Le Saguenéen Étienne Troestler doit se résoudre à vivre son amour à distance pour passer l'été dans la région avec ses proches.

L'enseignant en géographie a supervisé plusieurs stages de coopération internationale au Burkina Faso pendant sa carrière au Cégep de Jonquière. C'est là-bas qu'il a connu Fatim, la cuisinière du groupe. Lorsqu'il a pris sa retraite en 2012, il s'est installé avec elle en Afrique et y vit désormais neuf mois par année.

« On s'est marié légalement au Burkina en 2014, reconnu par le Québec comme l'état civil. On a ouvert, en fait, elle a ouvert un petit restaurant dans lequel j'oeuvre un peu pis moi je fais encore du bénévolat tous les matins dans les écoles là-bas », raconte-t-il.

En cinq ans, le couple a fait cinq demandes de visa et a multiplié les démarches légales pour que Fatim passe les vacances d’été au Canada, un séjour de trois mois. Cependant, c’est peine perdue. Le gouvernement craint qu'une fois entrée au pays, elle ne reparte plus.

« On pourrait faire la demande de résidence permanente; Fatim ne veut pas. Contrairement aux préjugés qu'ont beaucoup de gens, elle est africaine, fière de l'être et de vivre là-bas », ajoute-t-il.

Étienne Troestler souhaite de tout coeur que sa conjointe puisse côtoyer ses enfants et sa mère de 89 ans, qu'elle puisse découvrir la région qui l'a vu grandir.

« Je suis quand même canadien, je paye des impôts canadiens, j'ai une adresse civile canadienne, j'ai vécu, j'ai travaillé ici toute ma vie. »

Cri du coeur

Est-ce parce que sa conjointe est musulmane ou qu'elle provient d'un pays pauvre victime d'attentats terroristes qu’on lui refuse l’entrée au Canada?

Faute de réponse satisfaisante et en désespoir de cause, Étienne Troesler se tourne maintenant vers le premier ministre du Canada à qui il a écrit une lettre.

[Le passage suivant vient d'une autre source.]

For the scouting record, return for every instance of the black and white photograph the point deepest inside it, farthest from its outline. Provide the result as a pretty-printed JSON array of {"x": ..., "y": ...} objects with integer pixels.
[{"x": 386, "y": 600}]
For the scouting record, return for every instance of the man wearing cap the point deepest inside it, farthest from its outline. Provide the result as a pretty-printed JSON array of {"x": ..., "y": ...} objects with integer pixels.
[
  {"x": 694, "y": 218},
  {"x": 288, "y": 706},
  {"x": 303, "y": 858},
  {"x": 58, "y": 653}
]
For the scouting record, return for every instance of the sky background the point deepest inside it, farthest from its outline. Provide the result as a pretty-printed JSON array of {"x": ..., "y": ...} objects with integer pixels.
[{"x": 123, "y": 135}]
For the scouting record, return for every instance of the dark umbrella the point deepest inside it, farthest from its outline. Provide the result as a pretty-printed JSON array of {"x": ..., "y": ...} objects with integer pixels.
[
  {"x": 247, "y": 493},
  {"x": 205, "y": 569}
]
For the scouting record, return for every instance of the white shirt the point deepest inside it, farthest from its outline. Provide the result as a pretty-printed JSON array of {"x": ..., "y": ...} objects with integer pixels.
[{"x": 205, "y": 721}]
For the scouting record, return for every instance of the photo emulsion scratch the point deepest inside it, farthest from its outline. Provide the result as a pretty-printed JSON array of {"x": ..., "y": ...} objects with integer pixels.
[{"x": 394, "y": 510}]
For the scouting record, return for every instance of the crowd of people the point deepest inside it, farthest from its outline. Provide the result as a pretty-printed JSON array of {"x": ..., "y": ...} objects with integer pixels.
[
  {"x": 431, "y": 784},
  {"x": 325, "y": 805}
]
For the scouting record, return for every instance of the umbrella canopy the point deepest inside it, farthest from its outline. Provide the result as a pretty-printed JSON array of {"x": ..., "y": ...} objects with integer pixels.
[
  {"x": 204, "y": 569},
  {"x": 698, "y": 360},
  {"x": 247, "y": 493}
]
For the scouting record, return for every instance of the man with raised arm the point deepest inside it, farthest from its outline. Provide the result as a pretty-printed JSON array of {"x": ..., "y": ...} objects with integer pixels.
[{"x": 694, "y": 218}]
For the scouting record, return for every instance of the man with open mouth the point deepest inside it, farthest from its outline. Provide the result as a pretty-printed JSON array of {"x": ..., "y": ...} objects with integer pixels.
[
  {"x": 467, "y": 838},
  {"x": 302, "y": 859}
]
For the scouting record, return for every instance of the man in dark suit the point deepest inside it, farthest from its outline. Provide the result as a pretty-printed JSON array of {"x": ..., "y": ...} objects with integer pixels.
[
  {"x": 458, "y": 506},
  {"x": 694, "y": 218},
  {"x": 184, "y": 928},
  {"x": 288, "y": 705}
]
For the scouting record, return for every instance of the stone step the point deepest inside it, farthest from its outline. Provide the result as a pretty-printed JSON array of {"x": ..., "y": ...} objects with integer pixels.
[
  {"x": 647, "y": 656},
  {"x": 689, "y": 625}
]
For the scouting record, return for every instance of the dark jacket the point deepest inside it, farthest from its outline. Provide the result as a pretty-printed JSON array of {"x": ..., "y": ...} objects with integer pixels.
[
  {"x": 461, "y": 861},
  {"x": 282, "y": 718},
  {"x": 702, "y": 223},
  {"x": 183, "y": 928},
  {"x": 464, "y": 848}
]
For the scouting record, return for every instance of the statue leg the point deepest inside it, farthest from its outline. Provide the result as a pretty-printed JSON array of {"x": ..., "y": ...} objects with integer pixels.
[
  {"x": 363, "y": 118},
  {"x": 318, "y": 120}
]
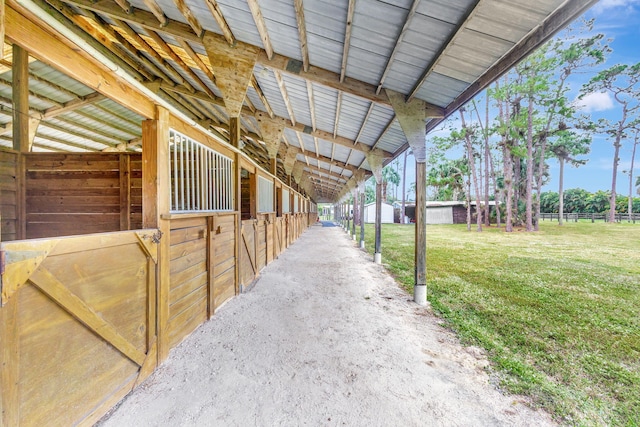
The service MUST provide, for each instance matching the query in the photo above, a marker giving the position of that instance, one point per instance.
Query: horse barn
(157, 154)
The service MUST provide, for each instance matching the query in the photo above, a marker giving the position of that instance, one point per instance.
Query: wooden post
(156, 206)
(20, 96)
(9, 360)
(377, 256)
(234, 140)
(420, 285)
(362, 197)
(125, 192)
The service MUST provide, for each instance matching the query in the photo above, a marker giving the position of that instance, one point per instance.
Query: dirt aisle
(325, 338)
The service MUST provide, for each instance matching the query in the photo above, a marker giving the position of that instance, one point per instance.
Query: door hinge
(2, 262)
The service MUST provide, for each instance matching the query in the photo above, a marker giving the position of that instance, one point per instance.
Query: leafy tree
(598, 201)
(622, 81)
(549, 201)
(577, 200)
(566, 147)
(389, 176)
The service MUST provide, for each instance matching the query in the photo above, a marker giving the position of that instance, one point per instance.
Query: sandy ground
(324, 338)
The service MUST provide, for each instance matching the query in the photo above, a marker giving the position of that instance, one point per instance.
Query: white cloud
(604, 5)
(596, 101)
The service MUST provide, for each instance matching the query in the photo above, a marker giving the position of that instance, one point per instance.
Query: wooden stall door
(248, 256)
(223, 259)
(77, 324)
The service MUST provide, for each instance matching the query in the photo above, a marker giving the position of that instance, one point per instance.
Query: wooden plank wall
(82, 193)
(76, 339)
(202, 270)
(8, 194)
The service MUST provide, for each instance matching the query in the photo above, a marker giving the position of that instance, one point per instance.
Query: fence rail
(575, 217)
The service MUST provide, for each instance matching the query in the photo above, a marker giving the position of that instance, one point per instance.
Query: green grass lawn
(558, 310)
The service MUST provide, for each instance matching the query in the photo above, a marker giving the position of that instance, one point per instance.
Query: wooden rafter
(364, 123)
(261, 26)
(302, 33)
(189, 16)
(148, 49)
(263, 98)
(384, 132)
(179, 62)
(125, 5)
(116, 45)
(277, 62)
(156, 11)
(312, 105)
(347, 39)
(222, 23)
(336, 121)
(285, 96)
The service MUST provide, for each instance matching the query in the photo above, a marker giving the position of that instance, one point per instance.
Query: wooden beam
(222, 23)
(336, 121)
(156, 206)
(111, 40)
(72, 105)
(233, 68)
(173, 75)
(261, 26)
(270, 60)
(302, 33)
(263, 98)
(20, 98)
(420, 285)
(312, 104)
(125, 5)
(189, 16)
(156, 11)
(179, 62)
(399, 39)
(298, 127)
(58, 55)
(285, 96)
(1, 29)
(347, 39)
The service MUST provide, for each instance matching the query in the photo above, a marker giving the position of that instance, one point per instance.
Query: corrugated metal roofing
(434, 50)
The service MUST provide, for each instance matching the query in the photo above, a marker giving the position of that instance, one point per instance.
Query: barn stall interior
(157, 155)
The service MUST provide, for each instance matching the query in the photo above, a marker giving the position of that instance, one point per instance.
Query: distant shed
(370, 213)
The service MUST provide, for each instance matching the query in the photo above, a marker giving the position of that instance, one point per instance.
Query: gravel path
(324, 338)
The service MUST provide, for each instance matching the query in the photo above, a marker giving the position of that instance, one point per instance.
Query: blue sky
(618, 20)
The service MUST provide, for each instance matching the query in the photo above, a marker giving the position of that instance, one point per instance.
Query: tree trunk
(474, 176)
(529, 179)
(561, 191)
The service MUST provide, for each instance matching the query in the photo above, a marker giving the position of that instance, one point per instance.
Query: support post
(411, 116)
(156, 206)
(234, 139)
(362, 197)
(20, 95)
(377, 256)
(356, 212)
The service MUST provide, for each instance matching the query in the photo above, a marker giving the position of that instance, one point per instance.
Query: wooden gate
(77, 324)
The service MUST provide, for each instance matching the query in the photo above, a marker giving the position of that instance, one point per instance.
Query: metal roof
(339, 56)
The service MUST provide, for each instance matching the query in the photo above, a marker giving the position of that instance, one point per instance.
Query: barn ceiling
(323, 68)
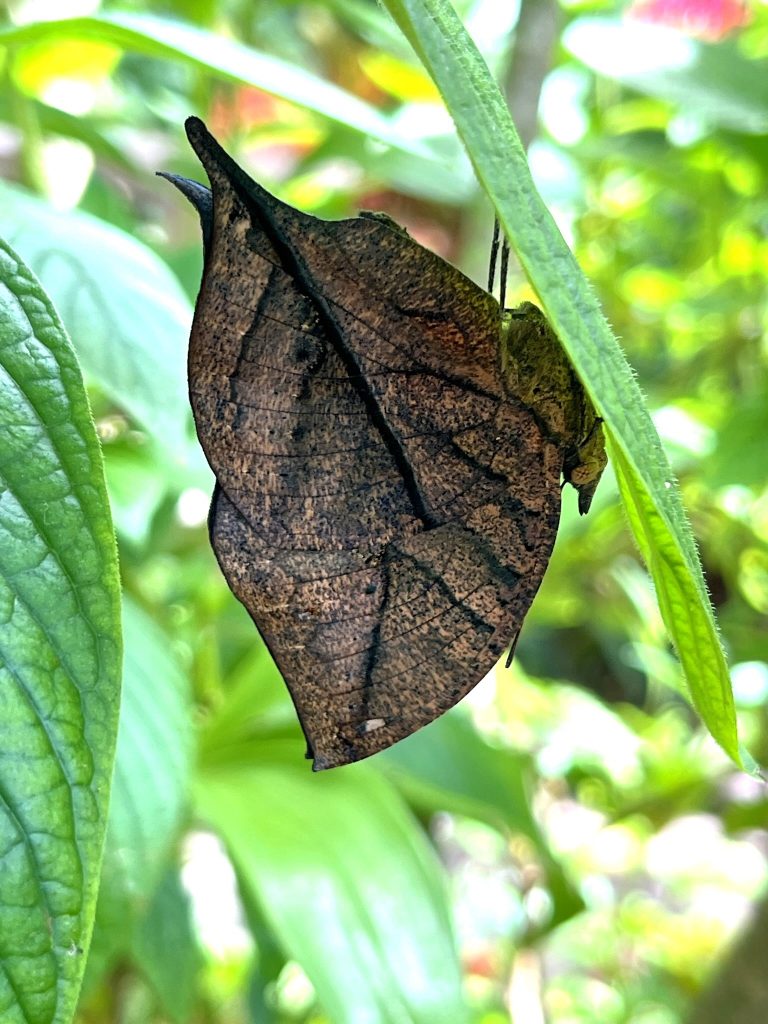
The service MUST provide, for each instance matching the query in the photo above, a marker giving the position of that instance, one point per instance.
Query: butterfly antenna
(494, 255)
(503, 274)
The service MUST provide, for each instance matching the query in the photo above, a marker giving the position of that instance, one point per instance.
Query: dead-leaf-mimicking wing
(388, 450)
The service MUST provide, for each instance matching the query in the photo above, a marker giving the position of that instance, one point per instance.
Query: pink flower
(709, 19)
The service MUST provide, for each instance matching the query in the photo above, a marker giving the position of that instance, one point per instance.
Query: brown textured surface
(386, 506)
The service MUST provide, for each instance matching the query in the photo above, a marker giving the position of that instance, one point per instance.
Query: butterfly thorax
(537, 371)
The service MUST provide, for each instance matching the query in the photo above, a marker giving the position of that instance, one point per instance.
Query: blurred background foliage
(567, 846)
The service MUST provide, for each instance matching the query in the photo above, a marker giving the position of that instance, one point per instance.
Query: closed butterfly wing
(385, 507)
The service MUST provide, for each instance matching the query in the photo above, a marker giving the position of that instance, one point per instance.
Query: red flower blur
(708, 19)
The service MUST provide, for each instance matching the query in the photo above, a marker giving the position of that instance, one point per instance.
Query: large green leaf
(349, 885)
(124, 309)
(59, 657)
(151, 786)
(486, 129)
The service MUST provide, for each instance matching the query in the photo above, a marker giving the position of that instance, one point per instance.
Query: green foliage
(60, 656)
(571, 823)
(645, 482)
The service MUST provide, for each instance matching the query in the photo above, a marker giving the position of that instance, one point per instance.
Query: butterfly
(388, 445)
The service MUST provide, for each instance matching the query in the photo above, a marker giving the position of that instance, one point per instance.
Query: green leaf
(486, 129)
(151, 785)
(714, 81)
(59, 657)
(349, 885)
(225, 58)
(166, 950)
(124, 309)
(678, 599)
(449, 766)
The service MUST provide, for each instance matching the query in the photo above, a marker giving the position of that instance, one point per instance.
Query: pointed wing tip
(195, 128)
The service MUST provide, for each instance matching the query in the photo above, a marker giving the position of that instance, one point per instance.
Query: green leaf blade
(349, 886)
(692, 631)
(124, 309)
(484, 125)
(59, 656)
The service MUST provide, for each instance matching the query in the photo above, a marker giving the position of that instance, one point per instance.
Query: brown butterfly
(388, 448)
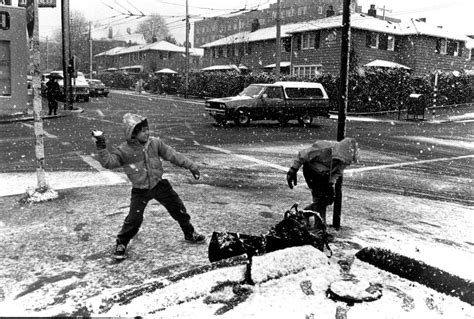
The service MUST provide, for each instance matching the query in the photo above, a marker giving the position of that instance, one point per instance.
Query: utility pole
(383, 9)
(90, 50)
(278, 42)
(187, 53)
(47, 53)
(343, 98)
(43, 192)
(66, 54)
(32, 22)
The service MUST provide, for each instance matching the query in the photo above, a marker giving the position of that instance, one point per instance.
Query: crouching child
(323, 163)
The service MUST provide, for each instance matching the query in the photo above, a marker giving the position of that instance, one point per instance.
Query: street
(414, 154)
(411, 192)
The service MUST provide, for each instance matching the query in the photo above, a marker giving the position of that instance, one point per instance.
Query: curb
(25, 118)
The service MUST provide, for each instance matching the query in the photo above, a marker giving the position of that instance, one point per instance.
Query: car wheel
(283, 120)
(305, 120)
(221, 122)
(243, 118)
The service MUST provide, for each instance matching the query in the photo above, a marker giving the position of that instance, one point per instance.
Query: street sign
(41, 3)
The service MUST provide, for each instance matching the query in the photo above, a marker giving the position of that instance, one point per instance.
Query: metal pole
(66, 53)
(343, 98)
(187, 53)
(90, 50)
(278, 42)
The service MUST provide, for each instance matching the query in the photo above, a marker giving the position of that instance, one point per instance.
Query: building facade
(14, 56)
(314, 47)
(291, 11)
(148, 58)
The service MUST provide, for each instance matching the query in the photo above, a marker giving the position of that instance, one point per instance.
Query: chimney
(372, 12)
(255, 25)
(330, 12)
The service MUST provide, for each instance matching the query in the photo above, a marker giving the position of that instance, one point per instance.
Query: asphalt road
(423, 159)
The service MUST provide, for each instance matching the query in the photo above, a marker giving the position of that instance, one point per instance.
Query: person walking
(141, 158)
(323, 163)
(52, 94)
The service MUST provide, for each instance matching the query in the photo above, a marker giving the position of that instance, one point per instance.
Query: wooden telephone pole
(187, 53)
(343, 98)
(278, 41)
(43, 191)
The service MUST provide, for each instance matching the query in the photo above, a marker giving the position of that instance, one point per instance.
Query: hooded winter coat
(318, 158)
(142, 163)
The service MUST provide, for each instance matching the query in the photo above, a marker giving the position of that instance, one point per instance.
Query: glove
(99, 139)
(195, 173)
(291, 177)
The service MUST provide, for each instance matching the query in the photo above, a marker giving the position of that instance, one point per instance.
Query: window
(372, 40)
(452, 48)
(304, 93)
(310, 40)
(4, 20)
(391, 43)
(248, 49)
(286, 44)
(5, 71)
(441, 46)
(274, 93)
(307, 71)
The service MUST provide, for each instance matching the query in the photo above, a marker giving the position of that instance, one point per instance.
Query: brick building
(148, 58)
(315, 46)
(291, 11)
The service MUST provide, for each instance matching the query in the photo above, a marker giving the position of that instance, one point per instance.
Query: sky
(455, 14)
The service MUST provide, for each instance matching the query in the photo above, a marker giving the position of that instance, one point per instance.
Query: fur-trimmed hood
(346, 150)
(130, 121)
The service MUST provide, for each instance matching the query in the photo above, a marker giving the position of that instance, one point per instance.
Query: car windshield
(252, 91)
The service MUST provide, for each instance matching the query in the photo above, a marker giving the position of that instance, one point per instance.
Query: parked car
(281, 101)
(80, 87)
(97, 88)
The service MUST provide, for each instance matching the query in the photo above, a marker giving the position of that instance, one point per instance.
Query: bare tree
(153, 28)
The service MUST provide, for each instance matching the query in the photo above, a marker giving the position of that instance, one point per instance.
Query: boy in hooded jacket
(140, 156)
(323, 163)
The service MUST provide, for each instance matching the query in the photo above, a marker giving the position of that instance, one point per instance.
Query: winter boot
(195, 238)
(119, 252)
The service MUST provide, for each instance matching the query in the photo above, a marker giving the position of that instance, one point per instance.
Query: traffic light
(72, 67)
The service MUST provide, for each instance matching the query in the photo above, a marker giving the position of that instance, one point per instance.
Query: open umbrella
(166, 71)
(56, 76)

La députée néodémocrate de Jonquière, Karine Trudel, a promis de la remettre en main propre à Justin Trudeau dès la rentrée parlementaire.

« J'ai pris une chance pour essayer de comprendre. Qu'est-ce que je peux offrir en garantie? L'amour c'est pas suffisant? L'amour ne suffit pas cette fois-là », conclut Étienne Troesler.